Posted 8 April, 2015 by in SEO

How To Use Wireshark With The SEO Spider

Here at Screaming Frog we occasionally get support queries from users of the SEO Spider reporting issues such as recording the wrong response code, or perhaps reporting a page to have no title or headings, when they are there when viewed in a browser. We often get asked if it’s bug in the software, but sometimes sites just respond differently depending on User-Agent, whether cookies are accepted, or if the server is under load for example.

Would it not be great if there was an easy way to independently verify what was being reported by the SEO Spider?

Well, actually there is. Enter Wireshark the worlds leading network protocol analyser. It captures and logs network traffic, allowing you to inspect packets sent and received by your computer. It’s available, for free, on all major operating systems and I wanted to put a guide together to show SEOs how Wireshark can be extremely useful verifying data (and a lot more!).

To show how to use Wireshark, I have created a page here that will not include a page title element if the requesting User-Agent contains the word ‘Spider’. The demo page doesn’t contain any links, but if you were doing this on a real site it would be worth limiting the crawl to just a single URL to minimise the amount of traffic generated (Configuration -> Spider and set ‘Limit Search Total’ to ‘1’ in the Limits tab).

Now start up Wireshark and choose Capture-> Start from the menu:

capture_start

Switch back to the SEO Spider and start the crawl of the page.

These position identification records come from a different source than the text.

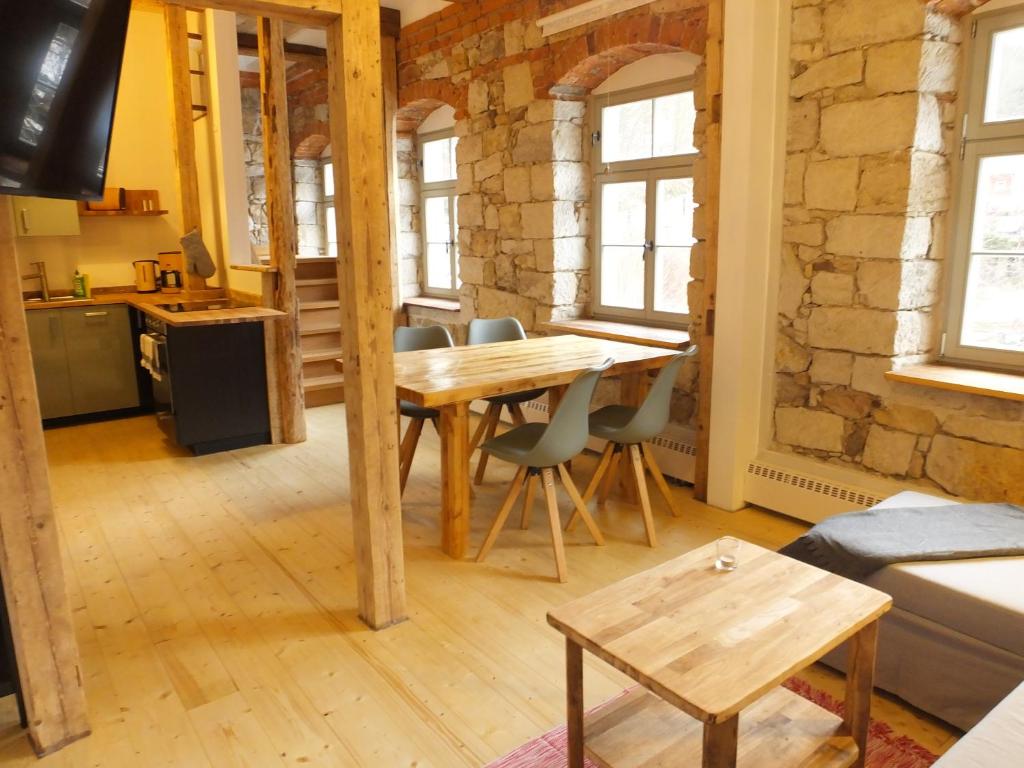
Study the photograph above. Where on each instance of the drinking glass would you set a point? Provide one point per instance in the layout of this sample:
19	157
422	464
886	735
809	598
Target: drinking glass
728	553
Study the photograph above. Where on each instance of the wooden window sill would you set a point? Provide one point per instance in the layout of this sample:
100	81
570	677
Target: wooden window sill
433	302
976	381
667	338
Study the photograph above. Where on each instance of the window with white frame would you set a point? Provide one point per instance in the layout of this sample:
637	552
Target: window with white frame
985	321
438	205
330	220
643	202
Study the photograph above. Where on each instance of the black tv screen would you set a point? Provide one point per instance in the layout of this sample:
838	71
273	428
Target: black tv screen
59	67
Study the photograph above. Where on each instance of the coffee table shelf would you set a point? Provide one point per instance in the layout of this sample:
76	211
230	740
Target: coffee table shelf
780	730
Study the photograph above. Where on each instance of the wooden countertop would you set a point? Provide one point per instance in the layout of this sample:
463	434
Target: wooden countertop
146	303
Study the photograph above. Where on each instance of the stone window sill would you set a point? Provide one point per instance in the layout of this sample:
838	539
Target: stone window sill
960	379
667	338
433	302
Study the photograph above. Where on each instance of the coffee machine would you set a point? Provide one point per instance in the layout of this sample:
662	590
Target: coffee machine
146	280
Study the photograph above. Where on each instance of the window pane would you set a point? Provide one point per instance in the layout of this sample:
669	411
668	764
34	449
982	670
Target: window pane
624	213
673	238
438	160
1005	99
437	222
674	118
626	131
992	314
622	276
329	179
332	232
998	215
438	266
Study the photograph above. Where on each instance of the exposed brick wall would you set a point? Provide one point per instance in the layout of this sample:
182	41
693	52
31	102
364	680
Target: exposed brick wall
523	170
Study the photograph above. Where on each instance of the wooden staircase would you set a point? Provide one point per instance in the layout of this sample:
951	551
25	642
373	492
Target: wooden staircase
320	329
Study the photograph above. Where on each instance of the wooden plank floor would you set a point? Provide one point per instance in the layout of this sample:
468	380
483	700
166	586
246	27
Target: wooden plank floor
214	603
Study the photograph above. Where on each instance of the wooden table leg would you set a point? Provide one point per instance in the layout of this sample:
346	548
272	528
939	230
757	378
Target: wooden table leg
859	683
555	395
455	479
633	391
573	693
720	743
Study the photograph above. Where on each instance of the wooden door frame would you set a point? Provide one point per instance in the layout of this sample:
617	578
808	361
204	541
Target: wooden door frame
30	548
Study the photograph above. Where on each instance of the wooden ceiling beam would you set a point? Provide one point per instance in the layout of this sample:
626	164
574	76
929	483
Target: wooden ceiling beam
305	12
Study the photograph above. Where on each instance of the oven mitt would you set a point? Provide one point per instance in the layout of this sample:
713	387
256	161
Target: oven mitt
198	259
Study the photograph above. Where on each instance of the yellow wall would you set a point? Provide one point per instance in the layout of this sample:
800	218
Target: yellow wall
141	158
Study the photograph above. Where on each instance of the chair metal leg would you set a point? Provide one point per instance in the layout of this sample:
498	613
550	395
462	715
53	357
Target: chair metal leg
503	513
527	503
492	428
609	476
641	480
581	508
408	450
663	485
548	478
484	421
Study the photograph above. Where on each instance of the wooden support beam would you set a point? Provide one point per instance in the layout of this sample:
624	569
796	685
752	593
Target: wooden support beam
30	552
179	71
713	154
281	223
365	285
306	12
389	69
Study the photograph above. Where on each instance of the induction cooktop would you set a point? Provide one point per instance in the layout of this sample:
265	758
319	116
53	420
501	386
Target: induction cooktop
200	306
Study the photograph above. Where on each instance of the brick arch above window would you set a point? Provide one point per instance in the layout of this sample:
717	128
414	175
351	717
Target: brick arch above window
310	146
584	62
418	99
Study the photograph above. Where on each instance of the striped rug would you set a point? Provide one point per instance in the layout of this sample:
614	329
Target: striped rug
886	748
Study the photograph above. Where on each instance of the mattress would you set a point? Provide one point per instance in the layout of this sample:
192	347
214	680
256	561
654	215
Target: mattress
996	740
953	643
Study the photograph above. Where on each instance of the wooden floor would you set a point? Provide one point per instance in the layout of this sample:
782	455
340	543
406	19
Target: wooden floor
214	604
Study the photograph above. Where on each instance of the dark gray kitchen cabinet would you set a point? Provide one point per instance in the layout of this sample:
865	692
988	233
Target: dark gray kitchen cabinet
49	357
84	359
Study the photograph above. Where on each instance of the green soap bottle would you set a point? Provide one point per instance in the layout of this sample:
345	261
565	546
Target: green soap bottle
81	286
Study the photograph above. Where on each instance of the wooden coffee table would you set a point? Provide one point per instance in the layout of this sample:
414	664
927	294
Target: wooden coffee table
706	646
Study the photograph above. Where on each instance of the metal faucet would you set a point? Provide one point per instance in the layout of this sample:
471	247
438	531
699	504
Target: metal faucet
40	274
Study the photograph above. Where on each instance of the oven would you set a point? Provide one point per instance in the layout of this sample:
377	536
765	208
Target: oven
156	359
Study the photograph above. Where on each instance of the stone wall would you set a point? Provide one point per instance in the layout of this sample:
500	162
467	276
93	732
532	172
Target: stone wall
523	172
307	174
867	190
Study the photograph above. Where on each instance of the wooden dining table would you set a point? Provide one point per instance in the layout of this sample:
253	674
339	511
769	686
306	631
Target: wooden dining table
450	379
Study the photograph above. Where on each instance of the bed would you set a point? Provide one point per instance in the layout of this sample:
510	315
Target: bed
953	643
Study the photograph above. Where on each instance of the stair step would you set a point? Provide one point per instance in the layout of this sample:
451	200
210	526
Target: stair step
315	355
320	330
317	383
313	305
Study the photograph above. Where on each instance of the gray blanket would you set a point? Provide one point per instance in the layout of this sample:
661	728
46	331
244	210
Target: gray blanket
857	544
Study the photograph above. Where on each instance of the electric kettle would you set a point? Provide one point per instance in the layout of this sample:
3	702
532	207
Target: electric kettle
145	275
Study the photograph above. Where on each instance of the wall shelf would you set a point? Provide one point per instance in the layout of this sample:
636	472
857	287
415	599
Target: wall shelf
136	203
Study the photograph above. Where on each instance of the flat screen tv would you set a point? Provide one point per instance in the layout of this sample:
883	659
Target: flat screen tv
59	68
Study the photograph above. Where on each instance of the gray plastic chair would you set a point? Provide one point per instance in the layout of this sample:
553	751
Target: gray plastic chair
538	450
489	332
628	430
410	340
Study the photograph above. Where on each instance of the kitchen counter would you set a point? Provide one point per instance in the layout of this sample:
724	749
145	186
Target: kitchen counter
146	303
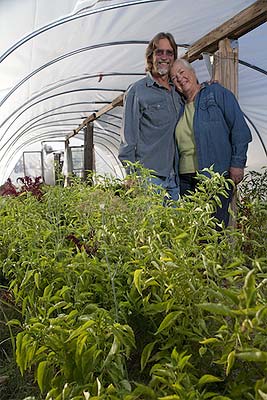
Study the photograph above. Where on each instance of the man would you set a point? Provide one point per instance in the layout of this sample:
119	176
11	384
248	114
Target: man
211	132
151	111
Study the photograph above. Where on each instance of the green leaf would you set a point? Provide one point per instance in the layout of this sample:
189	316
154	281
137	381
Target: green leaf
137	280
146	354
254	355
209	340
217	309
42	375
230	362
208	379
168	321
263	395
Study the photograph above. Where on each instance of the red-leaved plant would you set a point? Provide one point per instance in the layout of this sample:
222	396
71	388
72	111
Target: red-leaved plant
29	184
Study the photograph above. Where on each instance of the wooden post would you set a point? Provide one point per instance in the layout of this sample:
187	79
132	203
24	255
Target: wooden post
225	71
88	151
225	65
69	166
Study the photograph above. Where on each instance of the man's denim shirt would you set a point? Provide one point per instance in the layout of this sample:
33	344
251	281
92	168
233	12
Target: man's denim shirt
150	116
221	132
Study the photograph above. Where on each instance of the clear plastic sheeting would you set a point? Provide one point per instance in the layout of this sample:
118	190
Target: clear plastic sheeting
61	61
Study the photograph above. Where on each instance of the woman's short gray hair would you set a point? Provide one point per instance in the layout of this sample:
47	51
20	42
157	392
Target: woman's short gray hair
185	63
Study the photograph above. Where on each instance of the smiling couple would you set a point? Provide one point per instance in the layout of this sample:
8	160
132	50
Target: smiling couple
175	126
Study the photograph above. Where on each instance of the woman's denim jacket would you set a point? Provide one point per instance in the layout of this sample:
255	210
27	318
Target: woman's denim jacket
221	132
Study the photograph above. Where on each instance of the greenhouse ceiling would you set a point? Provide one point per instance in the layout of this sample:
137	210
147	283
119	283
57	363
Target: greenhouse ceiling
64	60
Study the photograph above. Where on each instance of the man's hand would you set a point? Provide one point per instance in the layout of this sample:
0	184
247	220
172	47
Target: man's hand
236	174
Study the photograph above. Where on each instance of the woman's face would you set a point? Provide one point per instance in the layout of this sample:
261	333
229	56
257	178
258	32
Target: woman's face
183	78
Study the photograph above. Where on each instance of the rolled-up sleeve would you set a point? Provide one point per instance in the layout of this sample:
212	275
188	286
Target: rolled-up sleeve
130	127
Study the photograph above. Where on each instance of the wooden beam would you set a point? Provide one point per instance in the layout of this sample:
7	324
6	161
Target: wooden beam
88	151
225	66
118	101
237	26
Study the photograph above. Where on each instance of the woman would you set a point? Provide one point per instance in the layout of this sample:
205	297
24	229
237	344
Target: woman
211	132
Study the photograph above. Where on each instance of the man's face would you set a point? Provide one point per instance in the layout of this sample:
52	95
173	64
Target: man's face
163	58
183	78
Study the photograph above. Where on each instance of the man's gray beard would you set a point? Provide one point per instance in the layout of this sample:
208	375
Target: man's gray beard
163	71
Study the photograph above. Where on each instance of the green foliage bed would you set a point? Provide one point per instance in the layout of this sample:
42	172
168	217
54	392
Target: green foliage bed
107	294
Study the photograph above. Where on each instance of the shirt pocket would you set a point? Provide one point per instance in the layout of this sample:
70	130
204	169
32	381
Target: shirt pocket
156	113
209	110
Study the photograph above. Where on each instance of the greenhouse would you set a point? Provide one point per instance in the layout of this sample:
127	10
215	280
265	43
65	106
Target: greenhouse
108	290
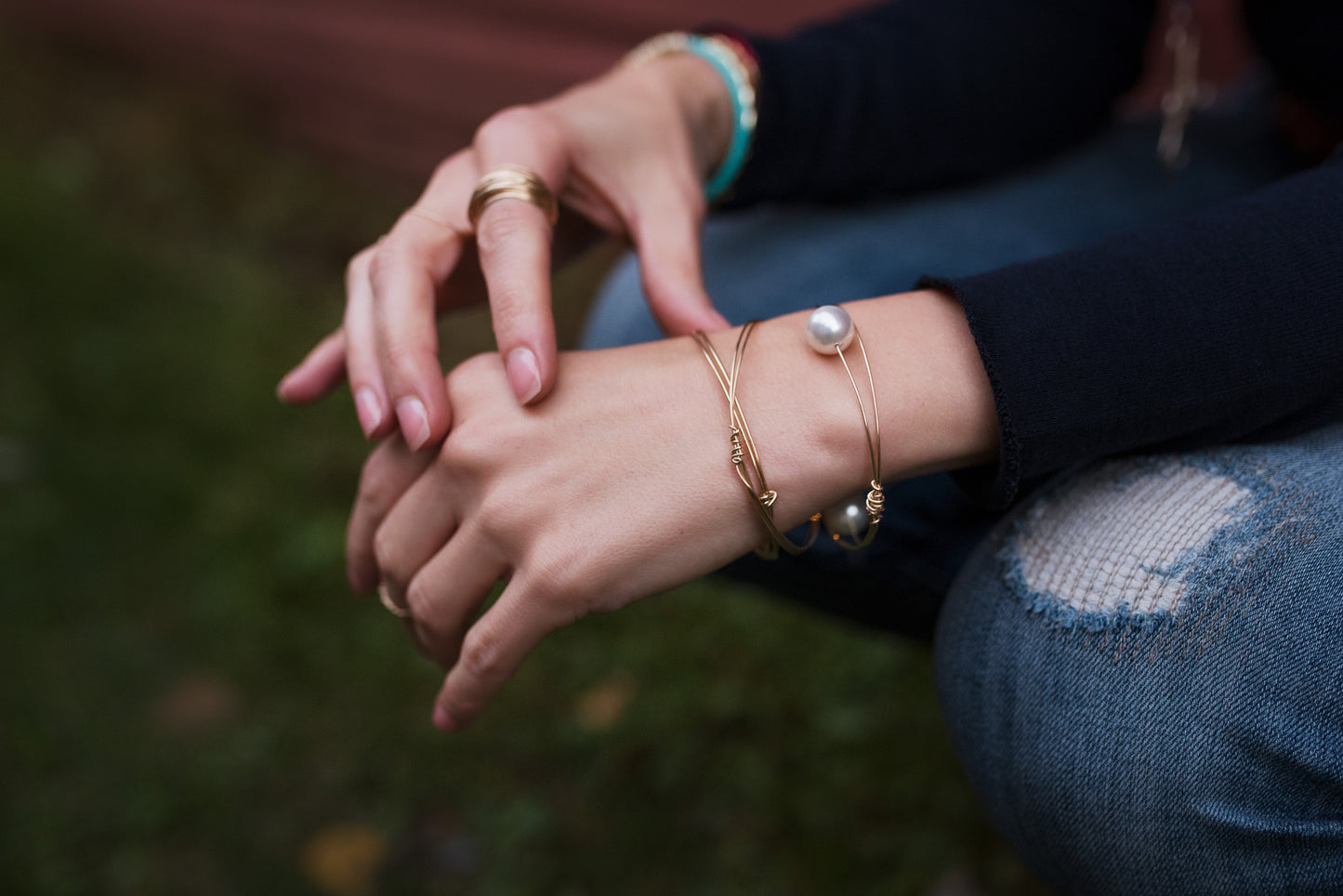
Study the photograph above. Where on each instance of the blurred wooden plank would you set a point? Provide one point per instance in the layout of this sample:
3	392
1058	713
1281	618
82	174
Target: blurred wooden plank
396	84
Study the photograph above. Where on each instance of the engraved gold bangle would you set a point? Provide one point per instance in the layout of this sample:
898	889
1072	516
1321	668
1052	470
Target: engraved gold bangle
745	458
510	181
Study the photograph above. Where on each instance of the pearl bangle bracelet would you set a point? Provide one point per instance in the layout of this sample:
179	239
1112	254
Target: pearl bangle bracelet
829	331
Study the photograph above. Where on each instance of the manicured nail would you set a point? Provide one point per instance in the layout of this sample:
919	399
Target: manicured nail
368	409
410	414
524	374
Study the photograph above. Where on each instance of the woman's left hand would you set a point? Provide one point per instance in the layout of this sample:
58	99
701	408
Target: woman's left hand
616	488
622	484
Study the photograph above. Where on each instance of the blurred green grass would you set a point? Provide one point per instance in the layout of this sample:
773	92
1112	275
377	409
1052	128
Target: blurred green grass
192	702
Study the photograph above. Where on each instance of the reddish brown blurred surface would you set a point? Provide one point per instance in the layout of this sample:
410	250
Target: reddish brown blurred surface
396	84
399	84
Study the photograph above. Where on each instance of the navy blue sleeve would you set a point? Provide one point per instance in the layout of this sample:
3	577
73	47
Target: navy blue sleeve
924	93
1225	325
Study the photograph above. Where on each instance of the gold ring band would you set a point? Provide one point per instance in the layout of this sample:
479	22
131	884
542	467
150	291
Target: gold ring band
510	181
386	597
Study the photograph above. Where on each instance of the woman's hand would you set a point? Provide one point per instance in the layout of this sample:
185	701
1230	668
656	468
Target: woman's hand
627	152
621	485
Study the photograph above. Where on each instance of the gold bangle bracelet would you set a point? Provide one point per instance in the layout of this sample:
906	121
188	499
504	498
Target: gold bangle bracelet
829	332
744	453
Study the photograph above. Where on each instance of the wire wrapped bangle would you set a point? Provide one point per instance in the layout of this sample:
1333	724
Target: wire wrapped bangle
727	59
745	458
829	332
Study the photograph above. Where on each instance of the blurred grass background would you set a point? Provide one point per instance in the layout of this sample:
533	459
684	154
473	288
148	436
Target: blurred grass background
191	700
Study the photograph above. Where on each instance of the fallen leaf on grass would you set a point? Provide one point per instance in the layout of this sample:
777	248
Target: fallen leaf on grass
196	703
602	705
343	860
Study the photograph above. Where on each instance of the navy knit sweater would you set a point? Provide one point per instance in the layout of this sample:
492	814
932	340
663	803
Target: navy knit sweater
1221	326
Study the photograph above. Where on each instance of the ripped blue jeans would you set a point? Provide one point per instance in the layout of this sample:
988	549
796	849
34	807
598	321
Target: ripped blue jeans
1141	664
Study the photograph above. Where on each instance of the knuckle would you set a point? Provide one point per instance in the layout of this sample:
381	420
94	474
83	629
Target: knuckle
471	377
388	258
530	124
503	225
419	598
404	358
374	485
358	266
384	552
482	656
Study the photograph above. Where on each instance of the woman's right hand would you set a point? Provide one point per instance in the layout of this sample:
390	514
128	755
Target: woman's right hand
628	152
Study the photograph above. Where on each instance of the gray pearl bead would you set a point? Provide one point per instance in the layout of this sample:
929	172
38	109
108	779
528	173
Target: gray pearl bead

Once this is complete, switch back to Wireshark and choose Capture-> Stop.

capture_stop

In the filter input box at the top, type “http” and press enter.

filter_http

This will filter out a lot of the traffic, ideally leaving you only with the HTTP traffic generated by the SEO Spider. Other browser sessions with active content or applications such as Dropbox will also generate HTTP traffic that may also be shown. You should be able to see a row in the master view with an ‘Info’ column containing:

GET /demo/missing_page_title/ HTTP/1.1

This is the request sent by the SEO Spider, you can inspect the contents of this by clicking the row and then expanding the “Hypertext Transfer Protocol” section in the details view:

seo_spider_http_request

Here we can view the HTTP request headers sent by the SEO Spider. Now, switch back to the main ‘master view’ again and within the next few packets, depending on what other HTTP traffic was captured, you’ll be able to see a packet with Info:

HTTP/1.1 200 OK (text/html)

This is the HTTP response. Again clicking on it allows us to view in more detail:

seo spider http response with wireshark

Here we can see the complete HTML returned under ‘Line-based text data: text/html’, and clearly see that it’s missing a page title.

If we now repeat the process by changing the User-Agent configured in the SEO Spider (Configuration-> User Agent) to GoogleBot regular.

update_user_agent

Then re-run the capture, we can see the updated request:

seo_spider_http_request

And the corresponding response, now including the page title “I am scared of spiders!”.

google_bot_http_response

There are other tools such as Web Sniffer that allow you to switch User-Agent and view the raw HTML returned, but they don’t capture exactly what’s happening like Wireshark which allows you to sniff any tool you might be using or building yourself.

Hopefully this post has been a useful insight into the role Wireshark can play in an SEO’s toolkit.